If you were to look at the balance sheets of most Global 2000 companies, you would see many varied entries for assets such as property, cash, equipment, accounts receivable and my favorite category goodwill. Unfortunately, one item that is not seen in the asset section of the balance sheet is data. In the information age, data is every bit as valuable as property, equipment and goodwill. Low quality data, mismanaged data, redundant applications and poorly built applications prevent companies from effectively managing their other assets. For example, how can a company convert accounts receivable into cash when the accounts receivable system has transaction records with data quality issues that prevent them from becoming billable? Moreover, all of the needlessly redundant applications create a substantial cost drain on the enterprise's cash assets.

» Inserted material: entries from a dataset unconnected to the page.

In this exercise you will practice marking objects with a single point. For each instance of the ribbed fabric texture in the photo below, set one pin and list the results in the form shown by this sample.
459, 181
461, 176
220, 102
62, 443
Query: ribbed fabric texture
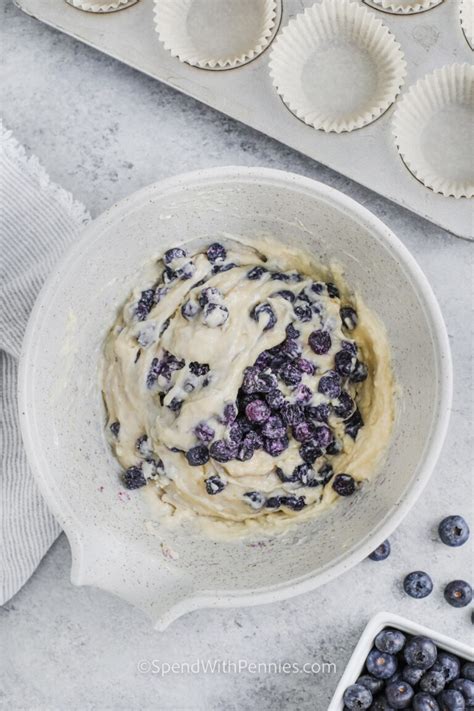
38, 220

This is an especially important concept as all companies are desperately trying to increase shareholder value. Corporate executives spend endless hours looking for ways to increase their company's value as 95 percent of these executives have their compensation directly linked to shareholder value. The vast majority of chief executive officer (CEO) and chief information officer (CIO) compensation is based on the performance of the company. These corporate executives realize that shareholder value is not just tied to the assets on the balance sheet. In fact, a great deal of shareholder value is achieved through nonphysical measures (e.g., intellectual capital, customer loyalty, brand recognition, etc.). Moreover, CEOs and CIOs are using successful technology implementations as trophies to improve shareholder value by enhancing their company's reputation as a technological leader in their industry and by attracting better employees that want to work for sophisticated organizations.

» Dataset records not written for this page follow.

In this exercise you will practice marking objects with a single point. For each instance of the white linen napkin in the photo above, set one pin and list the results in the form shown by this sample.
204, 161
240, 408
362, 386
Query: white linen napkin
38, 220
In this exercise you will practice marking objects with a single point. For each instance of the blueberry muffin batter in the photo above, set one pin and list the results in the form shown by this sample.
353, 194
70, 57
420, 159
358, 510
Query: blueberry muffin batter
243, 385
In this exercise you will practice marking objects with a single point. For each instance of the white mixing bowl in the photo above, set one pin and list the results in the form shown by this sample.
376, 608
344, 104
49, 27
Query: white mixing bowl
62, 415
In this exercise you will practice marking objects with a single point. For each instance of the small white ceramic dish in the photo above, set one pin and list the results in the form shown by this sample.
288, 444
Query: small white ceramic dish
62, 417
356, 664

Understanding and leveraging technology is critical for any enterprise, and most organizations have built systems to manage almost every aspect of their business. Corporations have built payroll, accounts receivable, order entry, marketing campaign management, human resources, logistics, invoicing systems and even systems to track the placement of office furniture and employee holidays. The average company spends 5.3 percent of its revenue on information technology (IT) systems (see Figure 1).
Figure 1: IT Spending By Industry
This means that a company with $1 billion in revenue spends, on average, $53 million on its IT systems. There are even several Fortune 100 companies whose IT budgets approach or exceed $1 billion. Despite this massive investment, most companies do not have an application to systematically manage these systems.
We build systems to manage every aspect of our business, except one to manage the systems themselves. While spending these exorbitant amounts on IT, most companies still do not value data as an asset, whether on the balance sheet or in the boardroom. For example, most companies' IT development processes can best be described as piecemeal. Most corporations build systems through "heroic effort." A group of developers and business users get together to implement a new application (e.g., data warehouse, customer relationship management, enterprise resource planning, etc.). The "heroes" then embark on a perilous journey to understand their existing convoluted systems' architecture, work many long hours, make business assumptions with little or no common business understanding, and then hope that their efforts will be successful. This situation explains why the vast majority of large IT initiatives fail at a 60 to 75 percent rate. Even those initiatives that are successful may not be repeatable, meaning that the application development process is not in place and the standards for building the application have not been formulated or documented. At most companies, repeatable IT processes are repeatable only within a single group of developers. Thus, the work and effort cannot be transferred to other groups within the company so that the success can be duplicated. Even with this failure rate being so high and the investment in IT being so great, most companies still do not manage their applications in a systematic fashion.
The system that manages a company's systems is a meta data repository. A meta data repository catalogs all of the applications, data, processes, hardware, software (technical meta data) and business knowledge (business meta data) possessed by an organization. This information (meta data) can then be utilized to identify redundancies and to eliminate duplication that already exists. A world-class meta data repository dramatically improves data quality by providing a full understanding of the data. Because it centrally and completely documents all data and applications, a meta data repository is absolutely essential for repeatable and transferable IT processes. Business executives are beginning to realize the importance of managing their data as an asset and thus look to the meta data repository as the key technical solution for data asset management.